Rewolucyjna zmiana w diagnozie otyłości! Czy BMI w końcu odejdzie w niepamięć?
2025-01-18
Autor: Marek
Obecnie światowa definicja otyłości ustalona przez Światową Organizację Zdrowia (WHO) brzmi jako "nieprawidłowe lub nadmierne nagromadzenie tłuszczu wpływające niekorzystnie na stan zdrowia". Otyłość rozwija się poprzez spożywanie większej ilości kalorii, niż jest to potrzebne organizmowi, w połączeniu z brakiem odpowiedniej aktywności fizycznej.
Nadmierna ilość tłuszczu wpływa negatywnie na funkcjonowanie organów wewnętrznych, w tym wątroby i trzustki, co może prowadzić do ich zaburzeń. Otyłość zwiększa również ryzyko wystąpienia wielu chorób, w tym nowotworów, schorzeń wątroby oraz problemów z układem krążenia.
Do tej pory do diagnostyki otyłości wykorzystywano wskaźnik masy ciała (BMI), który oblicza się, dzieląc masę ciała w kilogramach przez wzrost w metrach podniesiony do kwadratu. Jednak BMI może być mylące, gdyż nie oddziela masy tłuszczowej od masy mięśniowej lub kostnej. Różnice w metabolizmie, etniczności, wieku i genetyce również odgrywają kluczową rolę w ocenie stanu zdrowia.

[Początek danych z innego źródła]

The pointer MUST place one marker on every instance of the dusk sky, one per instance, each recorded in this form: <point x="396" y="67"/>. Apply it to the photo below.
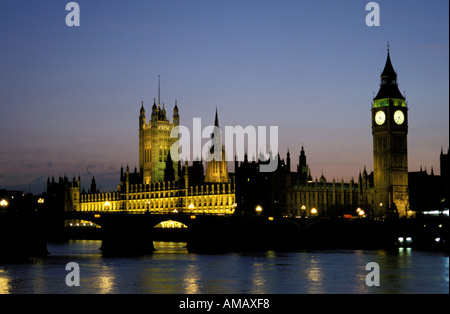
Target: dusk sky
<point x="70" y="96"/>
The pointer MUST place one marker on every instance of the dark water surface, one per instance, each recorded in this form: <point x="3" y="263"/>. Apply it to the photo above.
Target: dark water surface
<point x="171" y="269"/>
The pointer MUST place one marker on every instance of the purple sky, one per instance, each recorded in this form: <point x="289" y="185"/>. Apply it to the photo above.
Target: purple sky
<point x="70" y="96"/>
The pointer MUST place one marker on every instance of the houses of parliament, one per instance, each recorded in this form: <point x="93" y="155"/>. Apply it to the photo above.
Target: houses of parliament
<point x="161" y="185"/>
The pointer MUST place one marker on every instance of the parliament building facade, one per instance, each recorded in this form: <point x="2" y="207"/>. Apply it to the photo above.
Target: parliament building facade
<point x="161" y="185"/>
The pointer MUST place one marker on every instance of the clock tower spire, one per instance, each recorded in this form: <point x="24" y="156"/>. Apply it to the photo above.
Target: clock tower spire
<point x="390" y="147"/>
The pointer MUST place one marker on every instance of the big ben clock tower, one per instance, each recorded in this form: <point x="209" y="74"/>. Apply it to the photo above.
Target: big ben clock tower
<point x="390" y="147"/>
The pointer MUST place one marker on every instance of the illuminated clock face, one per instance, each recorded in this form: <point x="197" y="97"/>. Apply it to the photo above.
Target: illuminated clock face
<point x="380" y="117"/>
<point x="399" y="117"/>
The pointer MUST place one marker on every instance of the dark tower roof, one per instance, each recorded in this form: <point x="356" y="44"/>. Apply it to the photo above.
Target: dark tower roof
<point x="389" y="86"/>
<point x="389" y="74"/>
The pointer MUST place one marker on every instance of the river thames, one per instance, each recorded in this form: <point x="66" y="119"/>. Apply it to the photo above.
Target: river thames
<point x="171" y="269"/>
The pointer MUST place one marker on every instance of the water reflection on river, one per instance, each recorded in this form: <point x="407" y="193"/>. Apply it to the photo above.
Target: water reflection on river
<point x="171" y="269"/>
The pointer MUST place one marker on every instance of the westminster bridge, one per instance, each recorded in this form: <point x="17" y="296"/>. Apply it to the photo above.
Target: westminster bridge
<point x="124" y="233"/>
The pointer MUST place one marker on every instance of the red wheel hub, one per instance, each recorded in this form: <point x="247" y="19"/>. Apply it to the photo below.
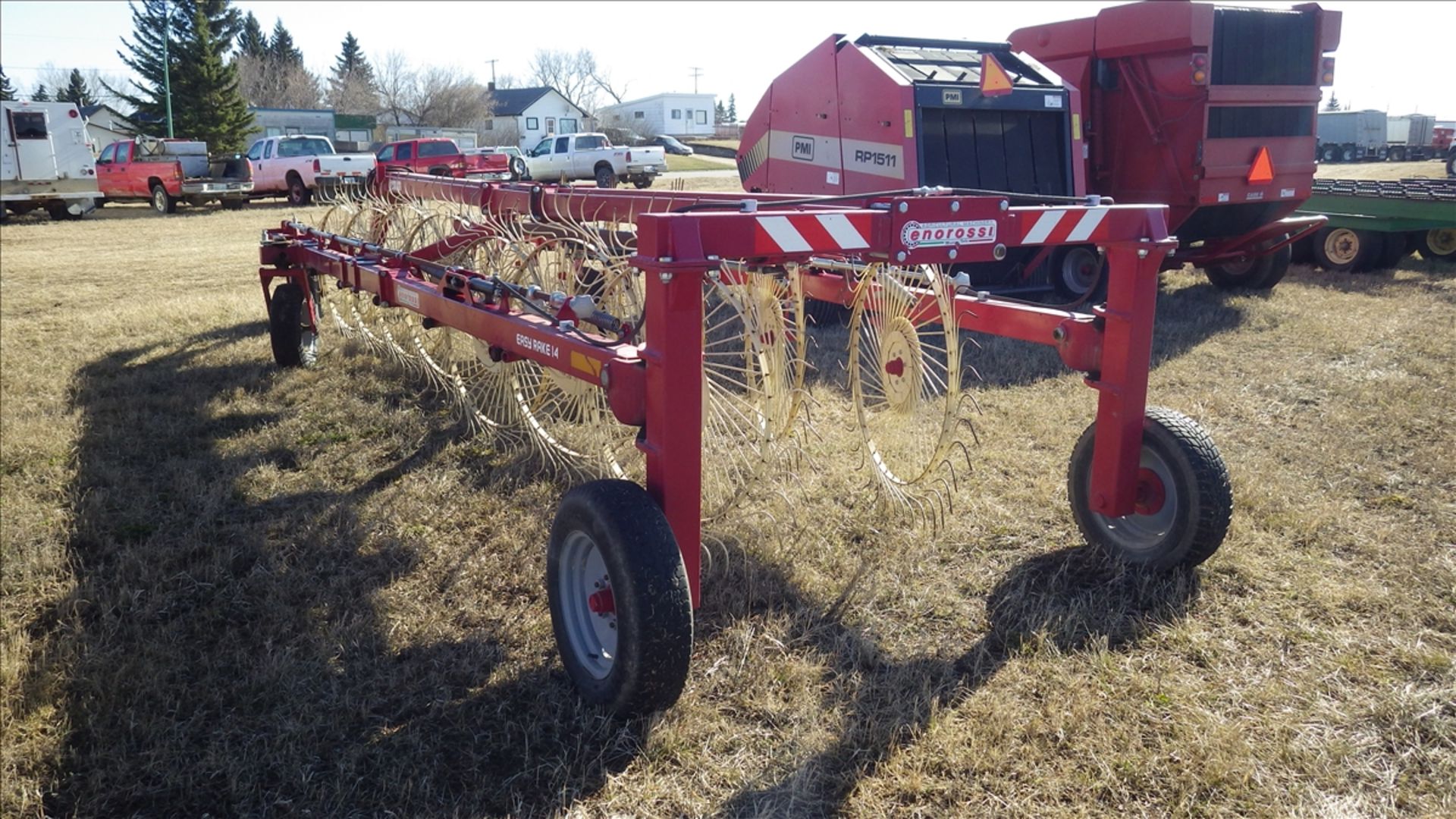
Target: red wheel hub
<point x="601" y="602"/>
<point x="1150" y="494"/>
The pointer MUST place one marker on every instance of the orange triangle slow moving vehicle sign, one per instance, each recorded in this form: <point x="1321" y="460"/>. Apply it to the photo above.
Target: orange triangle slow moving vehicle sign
<point x="1263" y="171"/>
<point x="993" y="77"/>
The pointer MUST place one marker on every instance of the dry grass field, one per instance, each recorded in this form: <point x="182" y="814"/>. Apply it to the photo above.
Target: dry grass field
<point x="232" y="591"/>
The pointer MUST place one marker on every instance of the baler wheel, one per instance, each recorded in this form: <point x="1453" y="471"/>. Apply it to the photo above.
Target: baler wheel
<point x="1439" y="243"/>
<point x="905" y="376"/>
<point x="1078" y="271"/>
<point x="1184" y="499"/>
<point x="293" y="343"/>
<point x="1253" y="275"/>
<point x="1345" y="249"/>
<point x="619" y="599"/>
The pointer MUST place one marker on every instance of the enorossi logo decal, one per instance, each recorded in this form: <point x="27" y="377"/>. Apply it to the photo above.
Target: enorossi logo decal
<point x="946" y="234"/>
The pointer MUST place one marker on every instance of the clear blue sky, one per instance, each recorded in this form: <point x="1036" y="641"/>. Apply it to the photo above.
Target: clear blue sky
<point x="1392" y="55"/>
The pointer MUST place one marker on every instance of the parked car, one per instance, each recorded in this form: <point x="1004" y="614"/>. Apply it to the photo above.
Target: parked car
<point x="670" y="145"/>
<point x="441" y="158"/>
<point x="300" y="167"/>
<point x="592" y="156"/>
<point x="169" y="171"/>
<point x="516" y="159"/>
<point x="46" y="161"/>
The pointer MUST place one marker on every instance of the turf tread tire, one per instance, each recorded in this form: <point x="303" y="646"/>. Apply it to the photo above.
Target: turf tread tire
<point x="1203" y="479"/>
<point x="650" y="585"/>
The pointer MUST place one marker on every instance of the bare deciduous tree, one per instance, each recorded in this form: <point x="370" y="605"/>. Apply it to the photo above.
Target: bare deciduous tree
<point x="274" y="83"/>
<point x="430" y="96"/>
<point x="576" y="76"/>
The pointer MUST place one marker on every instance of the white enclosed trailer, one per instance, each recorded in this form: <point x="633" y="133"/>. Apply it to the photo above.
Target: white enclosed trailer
<point x="46" y="159"/>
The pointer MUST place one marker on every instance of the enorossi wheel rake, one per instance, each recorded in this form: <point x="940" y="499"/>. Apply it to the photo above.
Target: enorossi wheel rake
<point x="653" y="346"/>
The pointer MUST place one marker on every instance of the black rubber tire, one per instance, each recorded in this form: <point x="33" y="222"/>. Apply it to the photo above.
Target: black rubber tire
<point x="1071" y="275"/>
<point x="1201" y="494"/>
<point x="1439" y="243"/>
<point x="1258" y="275"/>
<point x="1345" y="249"/>
<point x="826" y="314"/>
<point x="654" y="608"/>
<point x="299" y="194"/>
<point x="162" y="202"/>
<point x="291" y="341"/>
<point x="1392" y="249"/>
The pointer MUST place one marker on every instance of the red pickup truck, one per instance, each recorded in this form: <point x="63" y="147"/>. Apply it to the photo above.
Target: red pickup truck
<point x="441" y="158"/>
<point x="165" y="172"/>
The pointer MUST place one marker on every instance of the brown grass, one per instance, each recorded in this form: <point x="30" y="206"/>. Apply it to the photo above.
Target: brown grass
<point x="234" y="591"/>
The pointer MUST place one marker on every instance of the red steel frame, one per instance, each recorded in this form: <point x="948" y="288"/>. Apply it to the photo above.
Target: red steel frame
<point x="658" y="385"/>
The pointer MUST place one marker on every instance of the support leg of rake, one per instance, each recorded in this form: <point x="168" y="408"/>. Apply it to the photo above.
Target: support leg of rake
<point x="674" y="406"/>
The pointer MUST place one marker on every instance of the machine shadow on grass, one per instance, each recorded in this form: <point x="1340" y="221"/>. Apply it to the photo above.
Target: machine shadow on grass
<point x="1074" y="598"/>
<point x="226" y="656"/>
<point x="1184" y="319"/>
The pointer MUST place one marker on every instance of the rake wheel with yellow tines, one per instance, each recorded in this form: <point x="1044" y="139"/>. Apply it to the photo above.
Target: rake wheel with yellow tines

Teraz, profesor Francesco Rubino z King's College London, wraz ze swoim zespołem, wprowadza nową klasyfikację otyłości, dzieląc ją na formę przedkliniczną i kliniczną. Przedkliniczna otyłość, mimo otyłości, nie wykazuje jeszcze objawów, podczas gdy kliniczna wiąże się z poważnymi problemami zdrowotnymi, m.in. z trudnościami w oddychaniu czy problemami sercowymi.
Rubino porównuje przedkliniczne stadium do stanu przedcukrzycowego, w którym poziom glukozy we krwi jest podwyższony, lecz niewystarczająco do zdiagnozowania cukrzycy typu 2. Nowe podejście sugeruje, że razem z BMI, lekarze będą mierzyć również poziom tkanki tłuszczowej poprzez obwód talii i badania obrazowe. Dla pacjentów z BMI powyżej 40 zakłada się nadmiar tkanki tłuszczowej.
Kolejnym krokiem w diagnostyce będzie ocena obecności objawów otyłości oraz przeprowadzenie badań krwi, co pomoże określić kondycję narządów, w szczególności wątroby. Nowa definicja ma za zadanie lepsze dostosowanie leczenia do indywidualnych potrzeb pacjentów z różnymi typami otyłości.
Te zmiany, zatwierdzone już przez 76 organizacji ochrony zdrowia, mogą również pomóc w zmniejszeniu stygmatyzacji osób otyłych. To podejście uznaje otyłość za złożoną chorobę, wpływającą na każdy aspekt życia, uwzględniającą wyzwania dietetyczne, środowiskowe, psychologiczne i genetyczne. Czy nowe wytyczne zmienią sposób, w jaki postrzegamy otyłość? Rewolucja w diagnostyce i leczeniu może w końcu przynieść nadzieję wielu osobom!